Em animais com insuficiência cardíaca, desencadeada pela estimulação ventricular rápida por longos períodos, aumenta o risco de surgimento de fibrilação atrial espontânea ou induzida artificialmente. A análise histológica atrial comprova a presença de áreas de fibrose  que são responsáveis pela condução intra-atrial prolongada. Esse achado difere do modelo experimental que utiliza a estimulação atrial rápida como forma de reprodução artificial de fibrilação atrial, cuja alteração que mais se destaca é a redução da duração do período refratário efetivo atrial. Assim pode-se perceber que modelos experimentais diferentes, que devem apresentar o seu correspondente clínico, originam fibrilações atriais de mecanismos distintos e, por conseguinte, devem ter formas de tratamento também distintas.
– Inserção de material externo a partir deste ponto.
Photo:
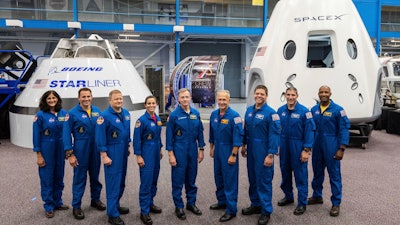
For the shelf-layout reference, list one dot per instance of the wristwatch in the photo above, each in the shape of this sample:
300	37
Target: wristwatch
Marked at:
69	154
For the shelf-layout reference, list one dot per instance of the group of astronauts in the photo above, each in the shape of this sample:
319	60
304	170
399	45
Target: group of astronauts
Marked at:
87	137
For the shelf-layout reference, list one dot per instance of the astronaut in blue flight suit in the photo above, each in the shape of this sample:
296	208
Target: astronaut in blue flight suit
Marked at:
184	136
147	148
260	143
82	154
331	138
112	140
297	138
48	145
226	136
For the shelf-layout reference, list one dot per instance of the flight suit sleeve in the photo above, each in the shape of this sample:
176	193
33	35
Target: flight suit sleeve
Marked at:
344	126
170	134
274	131
309	130
137	134
101	136
238	131
211	133
66	132
37	128
200	137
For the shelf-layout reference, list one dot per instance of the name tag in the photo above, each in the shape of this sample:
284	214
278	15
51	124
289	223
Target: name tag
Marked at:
259	116
295	115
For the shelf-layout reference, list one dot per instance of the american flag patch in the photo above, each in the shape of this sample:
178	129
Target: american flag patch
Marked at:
261	51
309	115
237	120
40	83
275	117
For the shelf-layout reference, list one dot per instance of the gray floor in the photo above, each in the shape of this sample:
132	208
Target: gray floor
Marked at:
370	190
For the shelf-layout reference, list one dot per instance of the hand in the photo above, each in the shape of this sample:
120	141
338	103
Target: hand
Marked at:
106	160
268	161
304	156
73	161
232	159
140	161
339	154
40	160
244	151
172	159
200	156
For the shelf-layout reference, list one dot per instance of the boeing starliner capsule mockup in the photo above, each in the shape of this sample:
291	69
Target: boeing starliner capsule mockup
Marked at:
94	63
310	43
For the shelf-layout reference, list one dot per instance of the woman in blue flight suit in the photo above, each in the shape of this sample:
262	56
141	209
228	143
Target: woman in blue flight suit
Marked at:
147	147
48	145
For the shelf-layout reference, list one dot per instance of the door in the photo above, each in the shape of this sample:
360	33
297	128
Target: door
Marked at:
154	77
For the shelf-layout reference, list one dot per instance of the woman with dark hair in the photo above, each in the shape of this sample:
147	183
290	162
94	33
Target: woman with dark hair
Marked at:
47	143
147	146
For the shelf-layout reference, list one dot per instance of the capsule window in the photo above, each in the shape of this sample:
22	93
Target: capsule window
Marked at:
289	50
319	53
352	48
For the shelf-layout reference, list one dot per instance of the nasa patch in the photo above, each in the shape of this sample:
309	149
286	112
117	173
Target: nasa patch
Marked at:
309	115
275	117
100	120
237	120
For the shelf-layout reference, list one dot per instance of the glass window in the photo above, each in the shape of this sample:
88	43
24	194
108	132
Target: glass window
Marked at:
289	50
390	18
352	48
319	53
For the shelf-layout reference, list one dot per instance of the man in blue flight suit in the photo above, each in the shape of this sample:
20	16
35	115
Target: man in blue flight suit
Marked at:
297	138
112	140
226	136
83	155
332	137
260	143
183	136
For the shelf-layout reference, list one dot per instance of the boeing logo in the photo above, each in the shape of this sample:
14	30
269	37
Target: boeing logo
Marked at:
54	70
318	18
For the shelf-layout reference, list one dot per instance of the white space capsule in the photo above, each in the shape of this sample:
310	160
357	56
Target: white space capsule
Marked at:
310	43
75	63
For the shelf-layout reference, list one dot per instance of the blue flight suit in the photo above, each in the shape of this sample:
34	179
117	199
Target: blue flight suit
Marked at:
147	143
262	130
297	133
332	131
82	126
47	139
113	137
225	133
184	134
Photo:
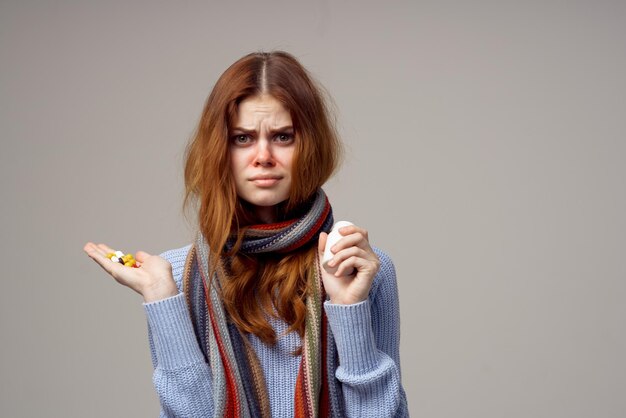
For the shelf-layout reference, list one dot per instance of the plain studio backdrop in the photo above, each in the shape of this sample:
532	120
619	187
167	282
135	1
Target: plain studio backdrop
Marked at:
485	153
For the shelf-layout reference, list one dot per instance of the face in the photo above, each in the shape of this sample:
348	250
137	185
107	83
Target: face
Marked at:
262	144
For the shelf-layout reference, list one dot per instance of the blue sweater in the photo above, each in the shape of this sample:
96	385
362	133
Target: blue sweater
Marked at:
367	335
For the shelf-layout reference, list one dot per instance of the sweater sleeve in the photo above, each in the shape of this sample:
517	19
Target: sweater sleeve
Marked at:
182	377
367	335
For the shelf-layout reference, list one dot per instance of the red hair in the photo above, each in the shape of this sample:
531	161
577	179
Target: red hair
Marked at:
278	282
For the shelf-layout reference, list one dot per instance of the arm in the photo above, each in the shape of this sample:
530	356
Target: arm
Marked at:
367	335
182	377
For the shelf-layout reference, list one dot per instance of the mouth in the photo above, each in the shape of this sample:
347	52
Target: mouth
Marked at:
265	181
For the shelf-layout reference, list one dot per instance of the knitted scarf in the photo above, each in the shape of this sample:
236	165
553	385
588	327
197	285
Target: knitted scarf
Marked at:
239	388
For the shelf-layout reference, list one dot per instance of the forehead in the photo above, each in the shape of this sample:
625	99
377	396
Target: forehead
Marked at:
255	110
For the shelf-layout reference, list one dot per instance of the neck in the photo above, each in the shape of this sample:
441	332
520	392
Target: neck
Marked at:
266	214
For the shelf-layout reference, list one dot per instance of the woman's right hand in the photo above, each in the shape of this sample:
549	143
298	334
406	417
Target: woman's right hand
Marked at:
152	279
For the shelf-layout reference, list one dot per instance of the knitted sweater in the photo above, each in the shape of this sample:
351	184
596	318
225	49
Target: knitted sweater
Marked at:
367	335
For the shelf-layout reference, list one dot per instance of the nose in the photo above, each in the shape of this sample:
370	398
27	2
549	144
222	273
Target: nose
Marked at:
263	157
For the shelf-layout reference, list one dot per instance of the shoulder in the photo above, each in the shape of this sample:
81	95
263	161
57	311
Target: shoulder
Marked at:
177	258
385	279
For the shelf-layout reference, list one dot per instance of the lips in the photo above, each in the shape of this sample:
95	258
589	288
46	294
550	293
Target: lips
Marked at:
265	180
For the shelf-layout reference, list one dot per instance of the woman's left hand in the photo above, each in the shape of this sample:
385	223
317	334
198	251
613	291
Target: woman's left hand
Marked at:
356	262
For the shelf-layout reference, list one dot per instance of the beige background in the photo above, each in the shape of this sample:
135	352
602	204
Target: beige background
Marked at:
486	144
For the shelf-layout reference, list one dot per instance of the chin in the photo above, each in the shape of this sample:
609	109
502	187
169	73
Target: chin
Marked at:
265	200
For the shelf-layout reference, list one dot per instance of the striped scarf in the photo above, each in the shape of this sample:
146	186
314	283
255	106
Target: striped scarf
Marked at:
239	388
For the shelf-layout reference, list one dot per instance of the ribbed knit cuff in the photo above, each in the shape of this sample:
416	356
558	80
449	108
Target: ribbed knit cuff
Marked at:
175	343
352	328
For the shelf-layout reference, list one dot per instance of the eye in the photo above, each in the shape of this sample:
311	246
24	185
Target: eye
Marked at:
240	139
284	138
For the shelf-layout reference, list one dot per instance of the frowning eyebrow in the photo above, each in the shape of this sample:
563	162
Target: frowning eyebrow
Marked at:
286	129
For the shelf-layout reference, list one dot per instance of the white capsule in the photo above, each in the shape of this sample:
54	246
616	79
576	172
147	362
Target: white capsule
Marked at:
332	239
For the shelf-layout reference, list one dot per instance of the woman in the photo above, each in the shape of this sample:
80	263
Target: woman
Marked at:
245	322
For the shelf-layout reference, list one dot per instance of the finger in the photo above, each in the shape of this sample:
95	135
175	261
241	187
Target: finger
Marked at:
347	253
321	244
349	267
353	266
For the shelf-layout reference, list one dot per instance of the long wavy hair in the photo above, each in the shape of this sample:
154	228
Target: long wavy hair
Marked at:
261	284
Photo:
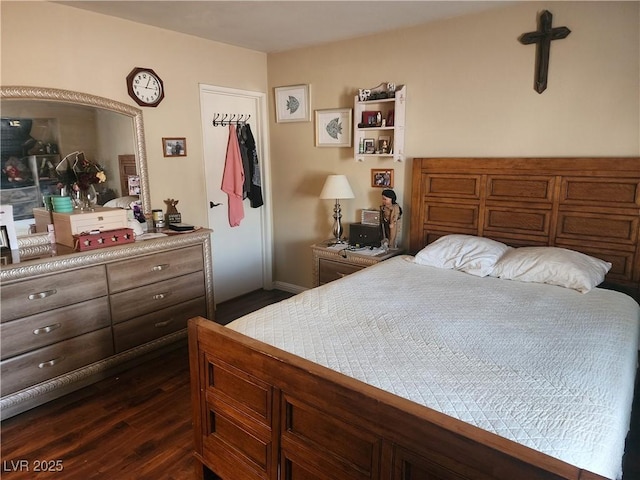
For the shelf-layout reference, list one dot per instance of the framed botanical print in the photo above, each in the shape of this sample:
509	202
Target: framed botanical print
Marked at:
174	147
292	104
333	127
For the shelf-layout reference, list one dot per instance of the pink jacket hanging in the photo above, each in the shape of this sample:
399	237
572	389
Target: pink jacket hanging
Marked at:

Na clínica, a fibrose atrial pode estar presente em pacientes com miocardiopatia ou hipertensão arterial. Estudos experimentais e clínicos demonstram os benefícios do emprego de inibidores da enzima de conversão, bem como dos bloqueadores de receptores de angiotensina, na redução da fibrose tecidual e também do processo inflamatório atrial. Sub-análises de grandes estudos clínicos de pacientes com insuficiência cardíaca, demonstraram inequivocamente a melhor evolução dessa população no que se refere ao risco de recorrências de fibrilação atrial. Essa observação foi confirmada por estudos específicos que avaliaram os efeitos dessa classe de fármacos (Lombardi F, Terranova P. Curr Méd Chem 2005; 12:1331). Os estudos demonstraram que a utilização de enalapril (Vermes E et al. Circulation 2003; 107:2926), irbesartan (Madrid AH et al. Circulation 2002; 106:331)  e mais recentemente o valsartam (Maggioni AP et al. Am Heart J 2005; 149:548) quando empregados com antiarrítmicos, estão associados a melhora clínica dos pacientes com redução significativa das crises de fibrilação atrial.

Esses achados confirmam que o tratamento da fibrilação atrial não deve ficar restrito somente ao antiarrítmico, reforçando a idéia de que a fibrilação atrial é uma arritmia de causa multifatorial. A medicação coadjuvante exerce papel importante e é possível que as falhas do tratamento estão relacionadas a não utilização racional desses agentes. Além disso, as influências sistêmicas, não cardíacas, que facilitam o surgimento de fibrilação atrial, podem ser abordadas com essa terapia auxiliar, que juntamente com os antiarrítmicos, deverão conferir  maior estabilidade elétrica ao tecido atrial e redução das recorrências.